Faithful allies since the Cretaceous
Like humans, many animals depend on beneficial microbes for survival. Although such symbioses can persist for millions of years, the factors maintaining their long-term stability remain, in most cases, unknown.
Scientists from the Max Planck Institute for Chemical Ecology and the University of Regensburg, in collaboration with researchers in the USA, now discovered that certain wasps tightly control mother-to-offspring transmission of their bacterial symbionts. This stabilizes the symbiotic alliance and contributed to its persistence over the past 68-110 million years.
Symbiotic associations are ubiquitous in nature and play a pivotal role for the ecology and evolution of most organisms on earth. This is exemplified by mykorrhizal fungi that are important nutritional partners for up to 90% of all land plants. Many symbioses have persisted for hundreds of millions of years, with a certain host species consistently associating with a specific symbiont.
But how do these alliances persist? After all, many symbionts spend part of their life cycle outside of the host’s body. In order to prevent the acquisition of ever-present environmental microbes, the host must discriminate between friends and foes.
A particularly fascinating defensive alliance occurs in the European beewolf (Philanthus triangulum), a digger wasp that hunts honeybees and provisions them for its offspring in underground nests.
Previous research has shown that bacterial symbionts of the genus Streptomyces live in the wasp’s antennae and on the larval cocoons. The bacteria produce a cocktail of nine different antibiotics that fend off detrimental fungi and bacteria from infecting the developing larva in the cocoon. This strategy to avoid infections is comparable to the combination prophylaxis used in human medicine (see press release of February 23, 2010 (“Beewolves Protect their Offspring With Antibiotics – Digger wasp larvae use bacteria against infections”).
The scientists now reconstructed the phylogenies of different beewolf species and their symbionts. An analysis of the beewolf phylogeny revealed that the symbiosis with Streptomyces first originated in the late Cretaceous, between 68 and 110 million years ago.
At present, about 170 species of wasps live in symbiosis with the protective bacteria. The comparison of host and symbionts phylogenies yielded another surprising finding: The symbionts of all beewolf species are very closely related, but their phylogeny does not exactly reflect that of their hosts, although this would be expected in case of perfect transmission of symbionts from mother to its progeny.
“This pattern indicates that while beewolves occasionally replace their bacteria, they always do so with the symbiont of another beewolf species” explains Martin Kaltenpoth. “Although free-living relatives of the symbiotic bacteria are very common in beewolf habitats, they are apparently not able to stably infect beewolves and replace the native symbionts.”

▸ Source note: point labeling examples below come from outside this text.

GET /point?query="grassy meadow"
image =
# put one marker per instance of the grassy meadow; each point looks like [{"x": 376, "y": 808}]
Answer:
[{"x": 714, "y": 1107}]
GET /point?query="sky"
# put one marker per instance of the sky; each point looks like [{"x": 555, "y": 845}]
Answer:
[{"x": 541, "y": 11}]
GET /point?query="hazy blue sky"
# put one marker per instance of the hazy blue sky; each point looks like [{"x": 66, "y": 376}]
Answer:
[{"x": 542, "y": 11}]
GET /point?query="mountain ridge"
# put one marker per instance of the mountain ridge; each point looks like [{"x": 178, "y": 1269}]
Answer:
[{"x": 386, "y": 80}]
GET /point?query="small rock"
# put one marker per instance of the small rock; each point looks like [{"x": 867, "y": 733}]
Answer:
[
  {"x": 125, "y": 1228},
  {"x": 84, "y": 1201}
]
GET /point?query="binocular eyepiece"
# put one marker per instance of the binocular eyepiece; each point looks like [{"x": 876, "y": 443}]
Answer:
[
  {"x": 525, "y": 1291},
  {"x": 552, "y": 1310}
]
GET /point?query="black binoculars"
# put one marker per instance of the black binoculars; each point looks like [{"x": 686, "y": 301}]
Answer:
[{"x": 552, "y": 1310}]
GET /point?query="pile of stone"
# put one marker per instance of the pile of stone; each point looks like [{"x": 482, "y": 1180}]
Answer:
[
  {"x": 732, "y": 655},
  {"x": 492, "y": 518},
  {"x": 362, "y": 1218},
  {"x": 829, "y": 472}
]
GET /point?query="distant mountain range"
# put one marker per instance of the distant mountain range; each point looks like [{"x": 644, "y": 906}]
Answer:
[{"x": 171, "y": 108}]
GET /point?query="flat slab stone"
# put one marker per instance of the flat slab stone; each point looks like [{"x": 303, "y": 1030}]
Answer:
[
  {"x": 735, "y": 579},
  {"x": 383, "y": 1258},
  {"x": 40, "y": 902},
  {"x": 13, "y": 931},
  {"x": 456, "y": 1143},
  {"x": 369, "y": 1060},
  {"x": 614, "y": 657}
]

To elucidate how beewolves maintain the association with their specific symbionts, the scientists generated symbiont-free beewolves and then infected them either with their native symbionts or with a related bacterium from the environment. Although both microbes grew in the wasps’ antennae, only the native symbiont was successfully transferred to the offspring.
“Preventing transmission of other – possibly detrimental – microbes might be important to avoid infection of the cocoon. At the same time, beewolves ensure that their offspring inherit the true defensive symbiont”, concludes Erhard Strohm.
The beewolves’ strategy to transmit the appropriate symbionts provides a unique glimpse into how a symbiosis can remain stable over millions of years, and it helps explain the abundance and persistence of symbiotic associations in insects. In the future, the scientists hope to uncover the molecular basis of how beewolves manage to selectively prevent transmission of non-native bacteria.